A reasonable consultation for an ME/CFS patient who is also struggling with depression will sound roughly like this. We will review the diagnosis and confirm an ME/CFS specialist is involved. We will ask whether depression and anxiety are part of the picture — distinguishing burnout from clinical depression matters, because they respond differently. We will set the depression as the primary outcome we are tracking and treat any fatigue improvement as a secondary observation, not a promise.

If you decide to proceed, sessions follow our standard mental-wellness protocol with two ME/CFS-specific adjustments: a more conservative starting dose with slower titration, and explicit pacing guidance for the 72 hours after each session. Marla Peterson, CRNA, oversees every infusion and provides anesthesia-level monitoring — continuous pulse oximetry, blood pressure, and heart-rate tracking — with a CRNA in the room. We do not rush recovery, and we ask patients to plan a full rest day after every session, not just the day of the infusion.

Cost is transparent: at Music City Ketamine, sessions are $475 each, and insurance generally does not cover ketamine for ME/CFS. We will say so up front. If a course of treatment doesn’t make sense for your situation, we will tell you that too.

Talking to your ME/CFS specialist before booking ketamine

This is the part of the article we want underlined. Before you schedule anything, talk to your ME/CFS specialist. They know your PEM threshold, your medication landscape, and any orthostatic issues that change how dissociation and recovery should be managed. They can also help you decide whether the depression-and-anxiety target is the right primary indication, or whether your situation calls for depression-specific treatment first or a chronic-pain track if widespread pain is dominant.

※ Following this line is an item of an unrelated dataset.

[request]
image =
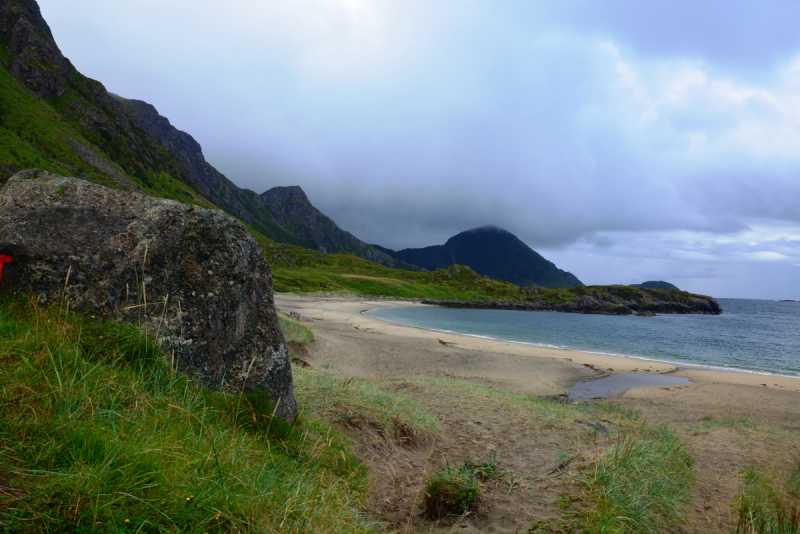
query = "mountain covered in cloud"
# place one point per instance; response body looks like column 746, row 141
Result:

If you take medications that interact with ketamine — certain benzodiazepines, lamotrigine, monoamine modulators — that is another conversation for your prescribing provider. Never start, stop, or change medications on your own. The point of a coordinated approach is to keep the people who already know your case in the loop.

Where the literature supports a careful trial, we are happy to be one option. Where it doesn’t, we will say so. If you want to read further on the underlying neuroscience, our piece on how ketamine acts on the brain and our overview of how ketamine works mechanistically are good companions to this article. ME/CFS deserves serious medicine and serious caution, and we’d rather give you both than oversell either.